Lovely Wins Against Fair Prejudice – #BlackLivesMatter Ripple Effect In India

Fair & Lovely

Fair & Lovely is all set to go through a name change! Hindustan Unilever Limited, the company behind the product, is now embracing ‘& Lovely’ and finally abandoning its unfair persuasion to many generations of Indians to grow ‘lighter.’

fair & lovely

It took the #BlackLivesMatter movement and the continuous conversation around discrimination based on color to force the company to decide on this radical step. ‘Colorism’ is perhaps the most visible form of racism in the subcontinent.

Published matrimonial ads routinely signal fair and wheatish complexioned as human shade cards. ‘Fair & Lovely’, in its decades of existence, had regularly advertised an association of fairness with a marriage, a job as an air hostess, and even as a doctor.

Nina Davuluri, the New York-based actor, producer, the first woman of Asian descent to win the Miss America title in 2014, and creator of a docuseries called COMPLEXion, had written an open letter to Alan Hope at Unilever on June 23, calling upon him to take back skin lightening products. Davuluri spoke from her personal experience – after being crowned Miss America, articles were published that asked “if Miss America was too dark to ever be Miss India?”

Nina Davuluri

She told The Indian Express: “This is a big win, but it’s only the beginning. While Unilever removing words such as “fair, white, & lightening,” and changing the Fair & Lovely brand name is a step towards inclusion, it’s only one piece of a much larger fight to end colorism (still awaiting L’Oréal & Procter & Gamble). We can’t forget that there are many groups of people that have benefited immensely from this archaic notion of colorism. Groups such as the entertainment (Bollywood) industry, media conglomerates, and companies producing whitening products have poured billions of dollars into creating a very false, hierarchical, and racist image: that fair skin is the only type of worthy skin.”

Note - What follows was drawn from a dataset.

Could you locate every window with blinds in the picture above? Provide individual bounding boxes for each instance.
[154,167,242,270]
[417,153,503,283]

Actor Nandita Das, an active voice campaigning against racism in the world of the performing arts, welcomes abandoning the ‘Fair’ in Fair & Lovely but says: “The fact it took so long for even a global company to stop spending crores on advertising on the absurd message of fair IS lovely should tell us how much longer it will take it to defeat the notion.


“Today is not the day to complain about that. Better late than never for HUL. While brands can only use the existing prejudice to their advantage, changing the narrative will spark the much-needed conversation around the issue of colorism.”

Davuluri is more circumspect; “This image has trickled down and seeped into the mindsets of people so much that the majority still believes that ‘fair skin’ is the ideal. The majority don’t realize that they’re buying into an ideology that directly feeds their own oppression. The majority doesn’t stop to ask, “Why?” Ultimately, unless companies, the media, and entertainment industries take an active approach to dismantle the very core beliefs that they themselves have built, we cannot break the cycle of colorism.

“So while this is certainly a step in the right direction, there is much more work to be done. How Unilever executes their rebranding strategy and new advertisement campaigns will be incredibly telling of their true intentions. And how Bollywood reacts to this new era of awakening will be noticed – up until now, their silence has been deafening.”